The COC went shopping for leadership this time from a position of strength, with a boffo new theatre, full houses every night, high morale and plenty of moneyed friends. What it needed most, to put it bluntly, was someone who could make the company worthy of the hall.

It also needed someone who could show up for work soon, not in two or three years. Bradshaw's sudden death last summer didn't allow for a leisurely succession, even though the company's plans were already set for the next two or three seasons. Opera calendars fill at least three years in advance, and Neef would like to extend the COC's planning envelope even further.

Indeed, he said his first priorities when he arrives in October will be to start working on the 2011-12 season, and to find a music director. He also plans to analyze his new situation from every angle, to discover what works and what doesn't.

“First of all, I will watch and listen very carefully,” he said. “I will try to be there and support the productions and the artists, and try to make an impact.”

When he was in Toronto for interviews in May, he said, he also found it useful to talk with people sitting next to him in the Four Seasons Centre, who had no idea their soft-spoken neighbour might soon be running the company. He would like to have that kind of contact in the future, though “I don't know how I could do it, unless I put on a beard and a wig.”

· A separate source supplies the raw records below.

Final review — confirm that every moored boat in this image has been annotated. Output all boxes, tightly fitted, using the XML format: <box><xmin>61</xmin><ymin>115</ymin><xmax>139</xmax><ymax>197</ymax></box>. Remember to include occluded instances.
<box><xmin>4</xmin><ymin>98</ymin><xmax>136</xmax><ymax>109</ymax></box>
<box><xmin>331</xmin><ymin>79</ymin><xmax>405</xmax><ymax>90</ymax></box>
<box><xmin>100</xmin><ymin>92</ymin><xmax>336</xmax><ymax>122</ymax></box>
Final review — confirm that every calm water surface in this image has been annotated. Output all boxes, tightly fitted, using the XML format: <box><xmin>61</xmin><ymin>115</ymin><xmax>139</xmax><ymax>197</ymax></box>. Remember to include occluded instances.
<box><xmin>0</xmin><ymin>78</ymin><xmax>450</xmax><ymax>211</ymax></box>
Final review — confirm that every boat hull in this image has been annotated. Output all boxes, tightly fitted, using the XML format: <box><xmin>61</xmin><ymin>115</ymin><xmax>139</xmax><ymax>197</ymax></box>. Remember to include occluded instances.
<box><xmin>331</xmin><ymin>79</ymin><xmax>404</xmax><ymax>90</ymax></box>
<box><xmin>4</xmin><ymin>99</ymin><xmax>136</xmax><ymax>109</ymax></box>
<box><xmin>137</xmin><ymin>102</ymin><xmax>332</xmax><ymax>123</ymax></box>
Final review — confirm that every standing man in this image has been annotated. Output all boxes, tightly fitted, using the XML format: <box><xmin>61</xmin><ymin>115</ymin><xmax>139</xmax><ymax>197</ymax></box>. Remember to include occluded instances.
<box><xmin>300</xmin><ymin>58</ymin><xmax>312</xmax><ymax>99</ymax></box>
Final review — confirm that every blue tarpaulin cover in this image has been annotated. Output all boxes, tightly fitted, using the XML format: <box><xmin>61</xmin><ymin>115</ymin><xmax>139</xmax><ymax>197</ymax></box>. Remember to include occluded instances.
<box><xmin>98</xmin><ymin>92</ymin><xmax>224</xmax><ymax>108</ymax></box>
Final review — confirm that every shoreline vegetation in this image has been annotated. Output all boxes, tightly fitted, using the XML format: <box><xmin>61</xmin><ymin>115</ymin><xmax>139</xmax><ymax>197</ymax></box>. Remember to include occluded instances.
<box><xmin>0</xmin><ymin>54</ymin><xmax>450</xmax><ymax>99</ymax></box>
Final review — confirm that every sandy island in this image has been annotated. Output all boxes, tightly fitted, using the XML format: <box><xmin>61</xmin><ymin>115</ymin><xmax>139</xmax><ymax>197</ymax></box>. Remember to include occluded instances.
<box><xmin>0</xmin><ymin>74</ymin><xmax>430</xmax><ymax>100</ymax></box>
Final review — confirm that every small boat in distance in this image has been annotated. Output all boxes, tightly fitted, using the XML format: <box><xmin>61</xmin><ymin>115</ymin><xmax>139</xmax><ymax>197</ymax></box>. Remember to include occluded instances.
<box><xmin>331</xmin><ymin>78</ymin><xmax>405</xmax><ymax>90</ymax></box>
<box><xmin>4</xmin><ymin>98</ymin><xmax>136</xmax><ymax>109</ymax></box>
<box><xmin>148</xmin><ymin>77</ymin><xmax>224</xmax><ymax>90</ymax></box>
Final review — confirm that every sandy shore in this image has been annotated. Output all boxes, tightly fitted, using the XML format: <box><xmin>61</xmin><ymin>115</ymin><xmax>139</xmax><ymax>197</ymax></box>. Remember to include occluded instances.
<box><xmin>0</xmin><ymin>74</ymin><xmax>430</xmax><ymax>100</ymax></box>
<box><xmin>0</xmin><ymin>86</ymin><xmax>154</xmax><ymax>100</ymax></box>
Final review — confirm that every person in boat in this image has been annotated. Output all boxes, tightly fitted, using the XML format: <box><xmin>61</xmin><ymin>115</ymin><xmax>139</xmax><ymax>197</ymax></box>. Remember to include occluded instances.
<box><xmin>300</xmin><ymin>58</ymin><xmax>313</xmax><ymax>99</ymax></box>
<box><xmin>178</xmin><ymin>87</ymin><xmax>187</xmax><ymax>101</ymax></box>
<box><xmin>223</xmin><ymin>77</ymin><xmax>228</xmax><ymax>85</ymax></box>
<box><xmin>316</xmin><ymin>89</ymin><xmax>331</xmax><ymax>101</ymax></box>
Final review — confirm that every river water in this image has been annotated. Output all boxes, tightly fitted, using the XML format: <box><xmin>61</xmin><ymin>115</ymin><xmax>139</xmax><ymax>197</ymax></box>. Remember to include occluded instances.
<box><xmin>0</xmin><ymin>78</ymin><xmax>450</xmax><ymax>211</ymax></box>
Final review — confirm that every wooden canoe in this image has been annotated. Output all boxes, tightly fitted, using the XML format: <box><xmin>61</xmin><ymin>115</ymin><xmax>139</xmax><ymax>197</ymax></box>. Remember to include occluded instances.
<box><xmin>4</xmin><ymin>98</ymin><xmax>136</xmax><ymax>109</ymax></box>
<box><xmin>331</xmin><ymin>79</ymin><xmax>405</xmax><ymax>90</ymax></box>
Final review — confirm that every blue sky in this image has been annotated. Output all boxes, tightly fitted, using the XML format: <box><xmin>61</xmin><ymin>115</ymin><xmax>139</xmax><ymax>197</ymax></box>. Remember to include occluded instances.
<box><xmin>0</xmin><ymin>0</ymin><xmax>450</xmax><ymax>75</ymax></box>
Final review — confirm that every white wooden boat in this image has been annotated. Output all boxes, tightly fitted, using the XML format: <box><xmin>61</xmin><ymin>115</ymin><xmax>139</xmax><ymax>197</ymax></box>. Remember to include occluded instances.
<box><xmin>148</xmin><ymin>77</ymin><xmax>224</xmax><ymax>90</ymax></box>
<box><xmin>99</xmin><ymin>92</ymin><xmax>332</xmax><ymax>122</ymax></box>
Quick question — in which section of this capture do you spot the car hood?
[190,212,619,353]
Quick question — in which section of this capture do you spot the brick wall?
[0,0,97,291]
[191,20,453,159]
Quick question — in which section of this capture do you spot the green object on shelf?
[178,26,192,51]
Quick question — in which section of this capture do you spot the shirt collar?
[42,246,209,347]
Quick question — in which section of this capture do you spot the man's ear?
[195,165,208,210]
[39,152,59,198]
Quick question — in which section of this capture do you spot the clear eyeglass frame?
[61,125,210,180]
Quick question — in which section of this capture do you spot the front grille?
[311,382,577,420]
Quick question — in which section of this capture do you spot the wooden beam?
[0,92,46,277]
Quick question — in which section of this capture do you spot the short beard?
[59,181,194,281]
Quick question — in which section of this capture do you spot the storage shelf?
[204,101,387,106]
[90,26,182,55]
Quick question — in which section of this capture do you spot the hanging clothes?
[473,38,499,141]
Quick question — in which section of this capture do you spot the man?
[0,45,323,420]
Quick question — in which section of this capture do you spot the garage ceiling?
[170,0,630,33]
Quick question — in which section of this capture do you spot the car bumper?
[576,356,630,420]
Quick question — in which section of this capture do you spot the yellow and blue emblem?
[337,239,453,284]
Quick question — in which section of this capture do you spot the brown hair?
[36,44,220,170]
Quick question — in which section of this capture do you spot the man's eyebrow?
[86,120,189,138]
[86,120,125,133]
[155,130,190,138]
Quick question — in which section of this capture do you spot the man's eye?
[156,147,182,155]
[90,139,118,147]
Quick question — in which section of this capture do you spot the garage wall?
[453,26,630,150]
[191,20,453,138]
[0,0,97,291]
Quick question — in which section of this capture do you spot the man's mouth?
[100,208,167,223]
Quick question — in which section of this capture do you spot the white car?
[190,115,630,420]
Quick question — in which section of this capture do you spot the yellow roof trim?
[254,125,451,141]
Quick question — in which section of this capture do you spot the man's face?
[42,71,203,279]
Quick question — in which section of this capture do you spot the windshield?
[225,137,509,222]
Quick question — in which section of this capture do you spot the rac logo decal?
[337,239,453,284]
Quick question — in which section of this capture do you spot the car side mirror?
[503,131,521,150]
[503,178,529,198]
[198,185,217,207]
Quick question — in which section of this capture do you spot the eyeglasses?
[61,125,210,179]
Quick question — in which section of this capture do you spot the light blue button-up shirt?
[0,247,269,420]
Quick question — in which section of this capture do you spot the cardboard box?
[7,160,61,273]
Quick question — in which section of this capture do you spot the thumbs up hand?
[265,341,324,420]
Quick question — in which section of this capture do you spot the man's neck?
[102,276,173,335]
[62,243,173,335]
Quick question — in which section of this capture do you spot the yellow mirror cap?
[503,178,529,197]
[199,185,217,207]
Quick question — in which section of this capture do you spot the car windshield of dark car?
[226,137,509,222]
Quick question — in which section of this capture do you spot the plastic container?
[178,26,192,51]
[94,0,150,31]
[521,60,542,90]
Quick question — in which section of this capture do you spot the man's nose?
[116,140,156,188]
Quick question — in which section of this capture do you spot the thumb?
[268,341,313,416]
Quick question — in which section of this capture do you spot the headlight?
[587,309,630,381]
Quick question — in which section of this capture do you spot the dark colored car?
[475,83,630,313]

Even though the works and artists have all been chosen for next year, there will be plenty of detail that may need the general director's attention. And Neef excels at persistent attention to detail. “He is one of the very few collaborators I have ever worked with that you can be sure that absolutely everything will get done,” said Mortier, in another endorsement solicited by the COC.

Mortier seems to have fostered that trait, to judge from Neef's response when I asked about the most important lesson he learned from his mentor. “Never stop looking for the best solution,” Neef said. “Because he will not let it go [until he has found it.]”

The best solutions in Toronto could include major works that the COC has never done, he said. “I think it's very tempting to do the company's first-ever Parsifal, or its first Die Frau ohne Schatten [by Richard Strauss]. That interests me very much, to fill these gaps in the repertoire.”

He also said he would expect to do at least one “more or less contemporary” work each season. How contemporary? “At least postwar, or written within the past 20 years.” That could include Finnish composer Kaija Saariaho's L'amour de loin, which Neef worked on in Salzburg (with Peter Sellars), and which he described as one of the best operas of recent years.

The operas of John Adams and Philip Glass (never yet performed by the COC) represent another gap Neef seemed inclined to fill, though the Canadian premiere of Adams's Nixon in China has just slipped out of reach: Vancouver Opera recently announced that it will do the opera in 2010. Commissions are also on Neef's agenda, though he said he would like first to hold discussions about what contemporary music theatre is or should be.

“I want to go to a performance and be able to understand something,” he said, outlining his own minimum requirements. “I don't have to understand everything, but I think the public should be able to come without any prior knowledge, and understand something.”

His COC will continue to offer productions in many different styles, he said, not just the postmodern sallies with which Mortier enlivened and sometimes inflamed the opera scene in Europe. There's still much pleasure and meaning to be found, Neef said, in the work of Jean-Pierre Ponnelle, whose humanistic stagings are still on the boards in Europe, 20 years after his death.

“There are many ways to do opera well,” Neef said. “Some pieces are so universal, musically and theatrically, that they invite you to look for an interpretation, pieces like Don Giovanni or Tristan or whatever. But I don't see any reason to do a eurotrash production of Tosca, if you know what I mean. I'm not saying I don't like Tosca – I think it's a great opera. It's just that there are not very many ways you can stage it.”

You could say the same about running an opera company in the 21st century: Sometimes there are many ways to do it, and sometimes just a few. At the COC, the options are now in the hands of Alexander Neef.